Блок. Все отошли. Шумите, сосны - Прочтение

«Все отошли. Шумите, сосны…»



   * * *   

                Все отошли. Шумите, сосны,
                Гуди, стальная полоса.
                Над одиноким веют вёсны
                И торжествуют небеса.

                Я не забыл на пире хме'льном
                Мою заветную свирель.
                Пошлю мечту о запредельном
                В Его Святую колыбель...

                Над ней синеет вечный полог,
                И слишком тонки кружева.
                Мечты пронзительный осколок
                Свободно примет синева.

                Не о спасеньи, не о Слове...
                И мне ли – падшему в пыли?
                Но дым всходящих славословий
                Вернется в сад моей земли.
                14 декабря 1904. У полотна Финл. ж. д.

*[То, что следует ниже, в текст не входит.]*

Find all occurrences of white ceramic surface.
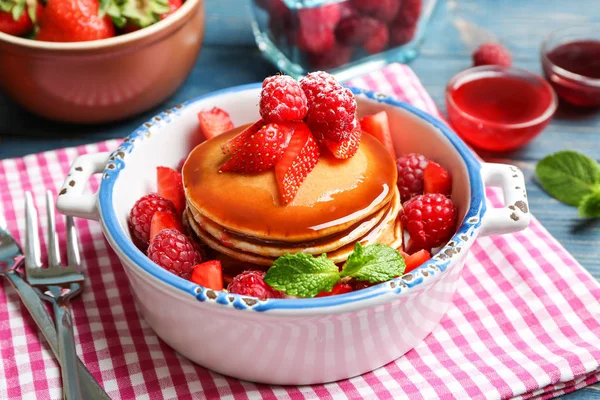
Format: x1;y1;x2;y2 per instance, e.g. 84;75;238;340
57;85;529;385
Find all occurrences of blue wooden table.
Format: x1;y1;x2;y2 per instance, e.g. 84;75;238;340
0;0;600;399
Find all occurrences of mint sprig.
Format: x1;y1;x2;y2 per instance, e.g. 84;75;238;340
265;243;406;297
535;150;600;209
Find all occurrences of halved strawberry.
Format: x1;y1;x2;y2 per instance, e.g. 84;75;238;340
190;260;223;290
150;211;183;241
400;250;431;274
423;161;452;195
219;122;297;174
322;123;362;160
315;282;352;297
275;122;319;204
156;167;185;215
198;107;234;140
360;111;396;160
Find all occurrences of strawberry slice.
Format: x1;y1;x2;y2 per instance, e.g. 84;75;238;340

     «У полотна Финл. ж. д.», «полотно» – это, конечно, рельсы. В томе третьем он напишет: «Тоска дорожная, железная…  1910 г.» 
     «Все отошли. Шумите, сосны, / Гуди, стальная полоса» – отошёл поезд, увёзший кого-то, ещё гудят рельсы, а тоска железная осталась.

     Летом 904 года писал Андрею Белому: «Я ничего не могу сказать о настоящем. Ничего не было чернее его». Он попробовал преодолеть черноту, попытавшись спровоцировать ещё одно Её явление, начав писать поэму «Её прибытие», и оборвал, очевидно, поймав себя, что получается «произведение искусства», а не «пророчество», то есть это написано «поэтом и человеком, а не провидцем и обладателем тайны» (Из дневников 1918 года).
     И вот здесь попытка уверить себя, что песнь его свирели – его мечта о беспредельном… Нет, уже не о высокой метафизике «Слова», ему «падшему в пыли» больше недоступно это, но хоть простое славословие, просто молитва вернется эхом, отсветом, ответом в его сад…
     …сад, который всегда воспринимался и будет восприниматься им как отвлечение, как незаслуженный отдых от вечного труда:

                «Я ломаю слоистые скалы
                В час отлива на илистом дне,
                И таскает осел мой усталый
                Их куски на мохнатой спине.
                Донесем до железной дороги,
                Сложим в кучу,– и к морю опять
                Нас ведут волосатые ноги,
                И осел начинает кричать.
                И кричит, и трубит он,– отрадно,
                Что идет налегке хоть назад.
                А у самой дороги — прохладный
                И тенистый раскинулся сад…
               
                …Правду сердце мое говорило,
                И ограда была не страшна.
                Не стучал я — сама отворила
                Неприступные двери она.

                …Путь знакомый и прежде недлинный
                В это утро кремнист и тяжел.
                Я вступаю на берег пустынный,
                Где остался мой дом и осел.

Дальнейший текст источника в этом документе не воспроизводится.